I’m highlighting this as a segue into the broader idea that AI and automation is likely to have a large impact on CrowdStrike (and perhaps more immediate) compared to other cloud stocks on the market.
This was the CEO’s commentary on the call:
“Customers are looking for a better solution in this area. And one of the things that we found is that the security team has been solving a lot of IT problems and challenges for IT for a long time, and we really needed to carve out a home for IT. So when you look at some of our competitors in that market, it's — obviously, it's a pretty big market, but having a single agent and the ability to actually solve IT problems, which many of our customers were doing already, is fantastic.

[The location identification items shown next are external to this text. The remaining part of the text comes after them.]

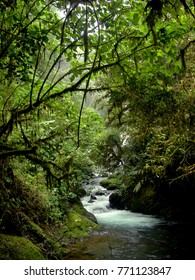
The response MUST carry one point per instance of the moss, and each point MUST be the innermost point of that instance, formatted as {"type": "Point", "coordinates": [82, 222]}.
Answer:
{"type": "Point", "coordinates": [79, 226]}
{"type": "Point", "coordinates": [111, 183]}
{"type": "Point", "coordinates": [18, 248]}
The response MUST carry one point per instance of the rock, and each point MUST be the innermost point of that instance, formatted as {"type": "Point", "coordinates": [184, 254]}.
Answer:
{"type": "Point", "coordinates": [117, 201]}
{"type": "Point", "coordinates": [18, 248]}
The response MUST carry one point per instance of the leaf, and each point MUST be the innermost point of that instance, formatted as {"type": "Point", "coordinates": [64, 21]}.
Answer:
{"type": "Point", "coordinates": [137, 187]}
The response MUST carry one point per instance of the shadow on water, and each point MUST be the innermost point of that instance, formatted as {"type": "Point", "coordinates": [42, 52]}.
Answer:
{"type": "Point", "coordinates": [127, 235]}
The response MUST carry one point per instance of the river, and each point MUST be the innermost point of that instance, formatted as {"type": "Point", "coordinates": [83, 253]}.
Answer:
{"type": "Point", "coordinates": [131, 236]}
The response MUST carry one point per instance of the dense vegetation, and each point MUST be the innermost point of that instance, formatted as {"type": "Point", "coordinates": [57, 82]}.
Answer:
{"type": "Point", "coordinates": [88, 85]}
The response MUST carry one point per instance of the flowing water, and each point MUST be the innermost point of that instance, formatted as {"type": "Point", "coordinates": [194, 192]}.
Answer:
{"type": "Point", "coordinates": [127, 235]}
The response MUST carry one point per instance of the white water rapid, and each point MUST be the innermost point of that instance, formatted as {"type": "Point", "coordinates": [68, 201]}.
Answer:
{"type": "Point", "coordinates": [130, 236]}
{"type": "Point", "coordinates": [97, 202]}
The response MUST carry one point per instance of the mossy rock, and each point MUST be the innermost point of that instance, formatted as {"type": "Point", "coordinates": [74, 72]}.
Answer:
{"type": "Point", "coordinates": [79, 226]}
{"type": "Point", "coordinates": [111, 183]}
{"type": "Point", "coordinates": [18, 248]}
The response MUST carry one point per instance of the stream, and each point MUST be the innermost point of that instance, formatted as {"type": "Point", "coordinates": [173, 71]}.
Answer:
{"type": "Point", "coordinates": [131, 236]}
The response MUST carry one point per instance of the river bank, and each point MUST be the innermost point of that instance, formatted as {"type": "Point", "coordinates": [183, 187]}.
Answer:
{"type": "Point", "coordinates": [130, 235]}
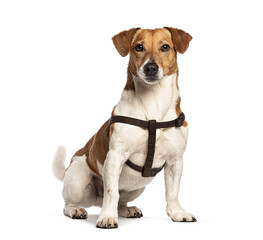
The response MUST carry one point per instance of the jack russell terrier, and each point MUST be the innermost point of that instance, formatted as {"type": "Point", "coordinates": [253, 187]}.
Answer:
{"type": "Point", "coordinates": [145, 133]}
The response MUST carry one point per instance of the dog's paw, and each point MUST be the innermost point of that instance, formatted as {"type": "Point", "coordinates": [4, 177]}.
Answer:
{"type": "Point", "coordinates": [75, 212]}
{"type": "Point", "coordinates": [107, 222]}
{"type": "Point", "coordinates": [182, 217]}
{"type": "Point", "coordinates": [130, 212]}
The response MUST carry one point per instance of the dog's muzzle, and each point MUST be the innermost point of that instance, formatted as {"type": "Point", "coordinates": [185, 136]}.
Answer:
{"type": "Point", "coordinates": [150, 71]}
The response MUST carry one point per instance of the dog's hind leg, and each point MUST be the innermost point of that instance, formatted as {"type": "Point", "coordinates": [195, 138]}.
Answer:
{"type": "Point", "coordinates": [77, 178]}
{"type": "Point", "coordinates": [124, 210]}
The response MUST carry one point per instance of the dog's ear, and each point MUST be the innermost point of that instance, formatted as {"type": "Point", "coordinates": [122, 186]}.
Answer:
{"type": "Point", "coordinates": [180, 38]}
{"type": "Point", "coordinates": [122, 41]}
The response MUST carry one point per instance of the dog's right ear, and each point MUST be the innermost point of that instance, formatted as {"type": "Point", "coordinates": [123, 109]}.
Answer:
{"type": "Point", "coordinates": [122, 41]}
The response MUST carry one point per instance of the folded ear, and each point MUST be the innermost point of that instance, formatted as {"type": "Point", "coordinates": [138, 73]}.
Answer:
{"type": "Point", "coordinates": [122, 41]}
{"type": "Point", "coordinates": [180, 38]}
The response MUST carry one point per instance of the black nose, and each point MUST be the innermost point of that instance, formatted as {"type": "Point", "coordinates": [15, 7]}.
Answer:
{"type": "Point", "coordinates": [150, 69]}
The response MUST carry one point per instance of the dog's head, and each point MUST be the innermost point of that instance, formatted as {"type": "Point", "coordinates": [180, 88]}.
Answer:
{"type": "Point", "coordinates": [152, 52]}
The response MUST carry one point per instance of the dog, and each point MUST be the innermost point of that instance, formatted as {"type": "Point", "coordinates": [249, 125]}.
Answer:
{"type": "Point", "coordinates": [98, 174]}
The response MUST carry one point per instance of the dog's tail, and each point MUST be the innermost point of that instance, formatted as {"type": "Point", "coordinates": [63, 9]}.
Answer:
{"type": "Point", "coordinates": [59, 163]}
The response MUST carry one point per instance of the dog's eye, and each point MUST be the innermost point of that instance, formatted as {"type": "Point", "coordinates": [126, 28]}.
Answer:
{"type": "Point", "coordinates": [139, 48]}
{"type": "Point", "coordinates": [165, 48]}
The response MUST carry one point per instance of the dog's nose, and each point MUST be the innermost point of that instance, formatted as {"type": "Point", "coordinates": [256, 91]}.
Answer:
{"type": "Point", "coordinates": [150, 69]}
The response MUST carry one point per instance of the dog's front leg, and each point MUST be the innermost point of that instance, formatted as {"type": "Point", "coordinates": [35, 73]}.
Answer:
{"type": "Point", "coordinates": [111, 172]}
{"type": "Point", "coordinates": [173, 172]}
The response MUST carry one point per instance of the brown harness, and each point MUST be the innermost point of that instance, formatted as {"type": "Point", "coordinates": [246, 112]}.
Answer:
{"type": "Point", "coordinates": [152, 125]}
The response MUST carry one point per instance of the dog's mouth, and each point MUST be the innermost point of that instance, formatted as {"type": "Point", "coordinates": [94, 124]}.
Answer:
{"type": "Point", "coordinates": [150, 73]}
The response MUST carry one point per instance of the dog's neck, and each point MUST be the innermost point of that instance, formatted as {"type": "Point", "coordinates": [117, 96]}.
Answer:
{"type": "Point", "coordinates": [157, 101]}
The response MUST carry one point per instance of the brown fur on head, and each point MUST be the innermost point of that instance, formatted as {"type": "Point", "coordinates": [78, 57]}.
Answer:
{"type": "Point", "coordinates": [157, 46]}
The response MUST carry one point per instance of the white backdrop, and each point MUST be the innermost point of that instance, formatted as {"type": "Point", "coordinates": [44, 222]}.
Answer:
{"type": "Point", "coordinates": [60, 77]}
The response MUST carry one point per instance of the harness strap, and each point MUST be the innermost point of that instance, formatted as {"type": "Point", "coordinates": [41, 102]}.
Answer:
{"type": "Point", "coordinates": [152, 125]}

So again, early days, but the feedback and the interest is off the charts for Falcon for IT, and it goes to the heart of how we built the platform. To collect data, it doesn't have to be security data. It can be almost any data related to either our agent first-party data or now third-party data we can ingest. And that solves many use cases beyond what we originally came to market with. So I think the sky is the limit there.”

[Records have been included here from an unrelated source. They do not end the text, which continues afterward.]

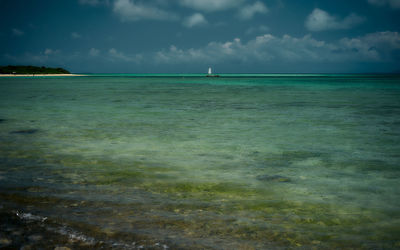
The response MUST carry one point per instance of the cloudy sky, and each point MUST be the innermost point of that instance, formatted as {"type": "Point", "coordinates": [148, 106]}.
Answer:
{"type": "Point", "coordinates": [187, 36]}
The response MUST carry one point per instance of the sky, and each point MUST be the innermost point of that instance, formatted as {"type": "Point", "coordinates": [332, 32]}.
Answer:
{"type": "Point", "coordinates": [188, 36]}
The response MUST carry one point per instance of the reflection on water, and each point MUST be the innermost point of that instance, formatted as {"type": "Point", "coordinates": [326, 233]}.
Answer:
{"type": "Point", "coordinates": [228, 163]}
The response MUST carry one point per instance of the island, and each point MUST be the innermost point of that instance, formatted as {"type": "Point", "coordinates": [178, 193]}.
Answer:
{"type": "Point", "coordinates": [33, 71]}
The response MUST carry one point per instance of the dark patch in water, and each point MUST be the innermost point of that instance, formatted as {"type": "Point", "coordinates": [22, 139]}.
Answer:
{"type": "Point", "coordinates": [275, 178]}
{"type": "Point", "coordinates": [25, 131]}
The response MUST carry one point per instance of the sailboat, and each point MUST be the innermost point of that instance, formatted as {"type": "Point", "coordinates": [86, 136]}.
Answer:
{"type": "Point", "coordinates": [210, 74]}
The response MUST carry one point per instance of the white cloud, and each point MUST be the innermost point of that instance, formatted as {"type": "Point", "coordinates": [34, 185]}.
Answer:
{"type": "Point", "coordinates": [115, 55]}
{"type": "Point", "coordinates": [17, 32]}
{"type": "Point", "coordinates": [93, 2]}
{"type": "Point", "coordinates": [196, 19]}
{"type": "Point", "coordinates": [94, 52]}
{"type": "Point", "coordinates": [395, 4]}
{"type": "Point", "coordinates": [320, 20]}
{"type": "Point", "coordinates": [128, 10]}
{"type": "Point", "coordinates": [49, 52]}
{"type": "Point", "coordinates": [248, 11]}
{"type": "Point", "coordinates": [259, 29]}
{"type": "Point", "coordinates": [374, 47]}
{"type": "Point", "coordinates": [75, 35]}
{"type": "Point", "coordinates": [211, 5]}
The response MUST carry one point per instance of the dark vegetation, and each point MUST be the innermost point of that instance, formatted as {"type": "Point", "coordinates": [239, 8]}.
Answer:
{"type": "Point", "coordinates": [31, 70]}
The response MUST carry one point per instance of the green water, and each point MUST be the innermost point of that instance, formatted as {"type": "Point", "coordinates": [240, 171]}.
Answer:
{"type": "Point", "coordinates": [185, 161]}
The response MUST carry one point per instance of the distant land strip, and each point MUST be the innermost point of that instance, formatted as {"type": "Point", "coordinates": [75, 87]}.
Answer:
{"type": "Point", "coordinates": [33, 71]}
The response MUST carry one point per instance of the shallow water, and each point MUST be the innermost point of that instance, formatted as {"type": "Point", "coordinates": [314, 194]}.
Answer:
{"type": "Point", "coordinates": [236, 162]}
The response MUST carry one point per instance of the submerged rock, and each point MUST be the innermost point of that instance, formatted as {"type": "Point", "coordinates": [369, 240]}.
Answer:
{"type": "Point", "coordinates": [25, 131]}
{"type": "Point", "coordinates": [5, 242]}
{"type": "Point", "coordinates": [275, 178]}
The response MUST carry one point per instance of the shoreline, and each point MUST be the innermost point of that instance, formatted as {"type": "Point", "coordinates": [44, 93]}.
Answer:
{"type": "Point", "coordinates": [33, 75]}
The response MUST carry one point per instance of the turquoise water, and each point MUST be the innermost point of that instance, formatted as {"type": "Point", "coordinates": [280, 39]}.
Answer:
{"type": "Point", "coordinates": [185, 161]}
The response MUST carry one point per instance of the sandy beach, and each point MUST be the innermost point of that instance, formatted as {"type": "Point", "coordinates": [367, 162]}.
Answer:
{"type": "Point", "coordinates": [33, 75]}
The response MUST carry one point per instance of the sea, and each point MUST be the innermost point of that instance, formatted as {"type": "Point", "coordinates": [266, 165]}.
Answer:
{"type": "Point", "coordinates": [240, 161]}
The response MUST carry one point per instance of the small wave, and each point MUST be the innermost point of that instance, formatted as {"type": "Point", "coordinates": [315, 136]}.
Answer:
{"type": "Point", "coordinates": [30, 217]}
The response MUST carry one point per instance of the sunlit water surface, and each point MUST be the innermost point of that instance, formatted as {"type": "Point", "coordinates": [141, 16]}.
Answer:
{"type": "Point", "coordinates": [238, 162]}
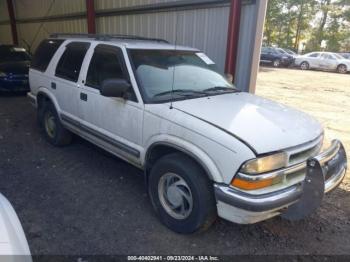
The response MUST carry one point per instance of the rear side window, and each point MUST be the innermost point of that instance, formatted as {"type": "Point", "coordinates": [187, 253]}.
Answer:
{"type": "Point", "coordinates": [44, 53]}
{"type": "Point", "coordinates": [70, 62]}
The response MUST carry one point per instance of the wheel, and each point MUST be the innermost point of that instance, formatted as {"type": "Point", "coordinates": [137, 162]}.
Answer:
{"type": "Point", "coordinates": [181, 194]}
{"type": "Point", "coordinates": [277, 63]}
{"type": "Point", "coordinates": [304, 66]}
{"type": "Point", "coordinates": [54, 132]}
{"type": "Point", "coordinates": [342, 69]}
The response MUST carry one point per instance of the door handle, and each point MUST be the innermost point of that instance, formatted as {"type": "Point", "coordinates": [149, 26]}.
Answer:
{"type": "Point", "coordinates": [83, 96]}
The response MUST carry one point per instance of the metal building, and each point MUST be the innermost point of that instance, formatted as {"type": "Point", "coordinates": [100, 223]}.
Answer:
{"type": "Point", "coordinates": [229, 31]}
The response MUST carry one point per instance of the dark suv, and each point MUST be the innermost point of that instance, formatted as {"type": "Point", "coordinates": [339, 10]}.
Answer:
{"type": "Point", "coordinates": [275, 57]}
{"type": "Point", "coordinates": [14, 67]}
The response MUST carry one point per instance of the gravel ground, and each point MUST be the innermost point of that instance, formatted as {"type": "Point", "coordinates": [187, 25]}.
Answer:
{"type": "Point", "coordinates": [79, 200]}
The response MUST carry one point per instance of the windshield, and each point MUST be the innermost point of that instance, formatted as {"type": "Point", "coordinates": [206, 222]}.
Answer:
{"type": "Point", "coordinates": [338, 56]}
{"type": "Point", "coordinates": [165, 75]}
{"type": "Point", "coordinates": [14, 55]}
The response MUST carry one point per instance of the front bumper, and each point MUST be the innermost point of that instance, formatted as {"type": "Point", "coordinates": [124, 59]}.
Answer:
{"type": "Point", "coordinates": [248, 208]}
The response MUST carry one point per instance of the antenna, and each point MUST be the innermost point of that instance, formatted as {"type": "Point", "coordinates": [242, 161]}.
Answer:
{"type": "Point", "coordinates": [173, 82]}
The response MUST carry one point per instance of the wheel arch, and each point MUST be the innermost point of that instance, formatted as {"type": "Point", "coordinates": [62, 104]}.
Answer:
{"type": "Point", "coordinates": [43, 97]}
{"type": "Point", "coordinates": [161, 148]}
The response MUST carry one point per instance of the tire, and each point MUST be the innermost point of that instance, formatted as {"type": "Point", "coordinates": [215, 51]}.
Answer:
{"type": "Point", "coordinates": [304, 66]}
{"type": "Point", "coordinates": [174, 183]}
{"type": "Point", "coordinates": [342, 69]}
{"type": "Point", "coordinates": [276, 63]}
{"type": "Point", "coordinates": [50, 123]}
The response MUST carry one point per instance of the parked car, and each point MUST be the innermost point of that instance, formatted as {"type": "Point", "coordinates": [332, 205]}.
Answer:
{"type": "Point", "coordinates": [14, 67]}
{"type": "Point", "coordinates": [291, 52]}
{"type": "Point", "coordinates": [276, 57]}
{"type": "Point", "coordinates": [13, 243]}
{"type": "Point", "coordinates": [345, 55]}
{"type": "Point", "coordinates": [206, 149]}
{"type": "Point", "coordinates": [323, 61]}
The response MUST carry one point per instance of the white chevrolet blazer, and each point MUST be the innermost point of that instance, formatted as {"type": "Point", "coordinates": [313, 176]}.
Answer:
{"type": "Point", "coordinates": [206, 148]}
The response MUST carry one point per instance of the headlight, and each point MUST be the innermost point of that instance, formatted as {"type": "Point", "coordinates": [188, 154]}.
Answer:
{"type": "Point", "coordinates": [265, 164]}
{"type": "Point", "coordinates": [248, 179]}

FY2025 Net New ARR Commentary
Since ARR and net new ARR is what moves the stock, I wanted to include what the CFO stated in terms of FY2025. It’s very vague but sounds positive in terms of net new ARR building from Q1 and beyond.
Question
Matthew Hedberg (Analyst)
I'll offer my congrats as well, guys. Burt, your new ARR commentary was helpful for Q1. I'm curious, this time last year, I believe you talked about flat net new ARR growth for fiscal '24. And obviously, I think you guys did about 6% this year. Any just sort of like directional guardrails you give us from a full year perspective in terms of just thinking about it from a net new perspective?
Answer
Burt Podbere
So with respect to ARR, obviously, we don't guide to it. But we have talked about in the past where we've started the year in Q1 and build from there. And that's kind of really all I can really comment on ARR. You can kind of infer where we're going with our guide. And — but at the end of the day, our guide — the methodology has remained consistent, and that's how we think about it.
Conclusion:
CrowdStrike’s post-earnings reaction is as much about CrowdStrike as it is about the weakness of its peers. The excellent timing of the increasing GAAP profitability merging with accelerating key metrics is something we are not likely to see in any other best-of-breed cloud company this earnings season.
The market is anxious to find AI winners early-on. By combining cybersecurity with AI in a single platform with a data-centric architecture, CrowdStrike is emerging as one of the few cloud companies that has resiliency and the AI “it” factor. We continue to believe that 20 Forward P/S is the ceiling for cloud stocks, yet we also continue to believe that CrowdStrike is the leader in the cloud category. For reasons quite apparent this evening, CRWD is one of two that we are interested in owning now and into the foreseeable future out of the dozens and dozens of cloud stocks on the market.
Note: We have updated the analysis on 03/06 with the following: Billings for this quarter comes to $1.36 billion, up 65% QoQ and up 39% YoY.